A team of researchers has genetically engineered a chicken embryo with a “snout” rather than a beak to demonstrate the evolutionary leap dinosaurs took when becoming birds.
The result, according to scientists, was a chick with a snout and palate resembling a velociraptor. It was found that a “single, simple developmental mechanism” caused the evolutionary leap from snouts to beaks.
Birds are understood to be surviving relatives of dinosaurs, and recreating them has long been a subject of cultural and scientific fascination.
The project was led by Yale University palaeontologist Bhart-Anjan Bhuller, who said it was not about simply creating a “dino-chicken”. “Our goal here was to understand the molecular underpinnings of an important evolutionary transition.”
The first stage was examining both fossils, to determine the structure and shape of dinosaur snouts, and looking at animals that closely resembled them. That helped create a hypothesis for the mechanism by which snouts evolved into beaks.
DNA was extracted from animals such as crocodiles, turtles and lizards to find the specific molecules that generate snout development.

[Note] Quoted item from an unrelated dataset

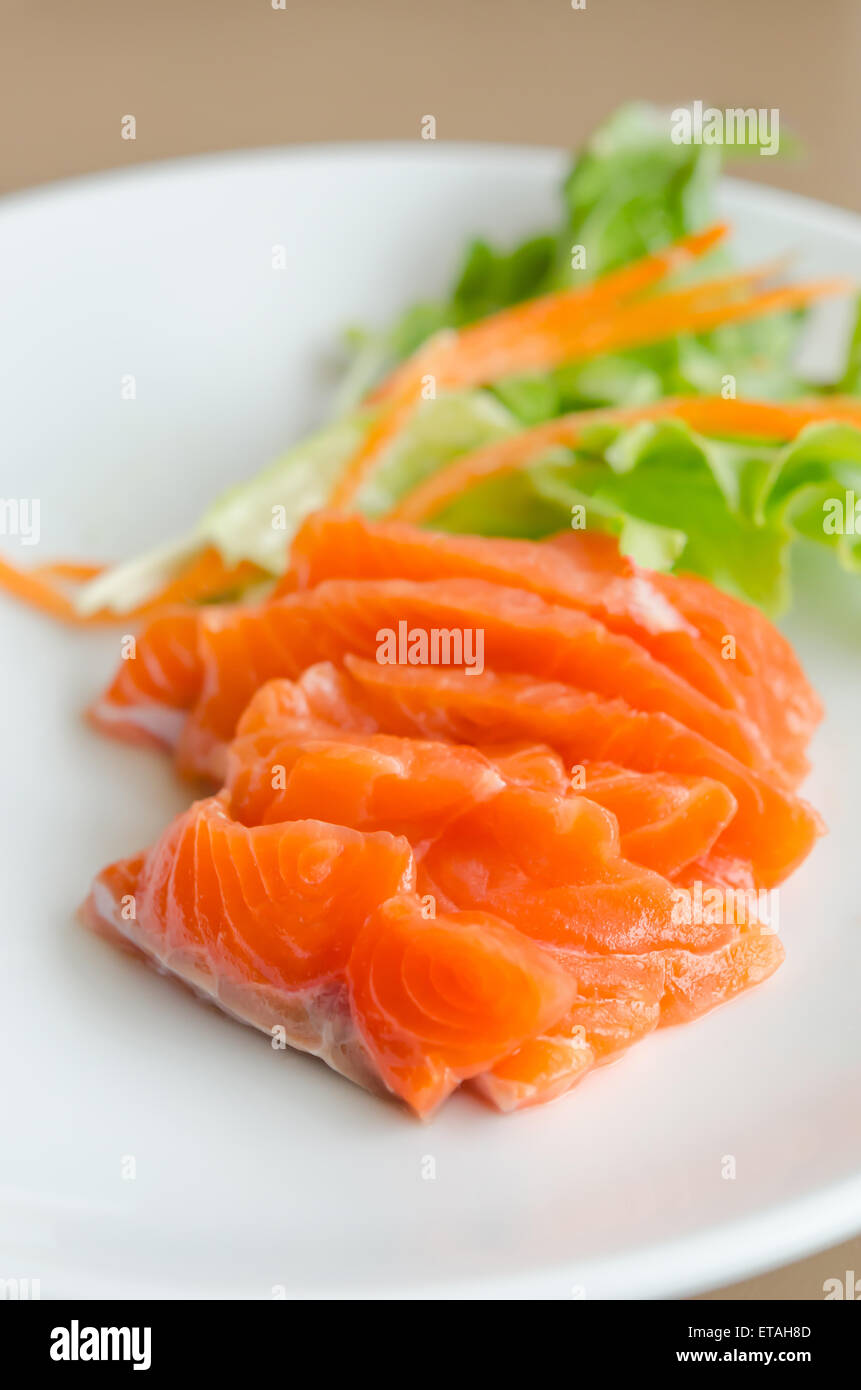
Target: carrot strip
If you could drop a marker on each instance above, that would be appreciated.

The scientists were then able to inhibit the proteins that cause beak development in chicken embryos, which in turn caused the palatine bone on the roof of the mouth to revert “to its ancestral state”.
“This was unexpected and demonstrates the way in which a single, simple developmental mechanism can have wide-ranging and unexpected effects,” said Prof Bhullar.
“The beak is a crucial part of the avian feeding apparatus, and is the component of the avian skeleton that has perhaps diversified most extensively and most radically. Yet little work has been done on what exactly a beak is, anatomically, and how it got that way either evolutionarily or developmentally.”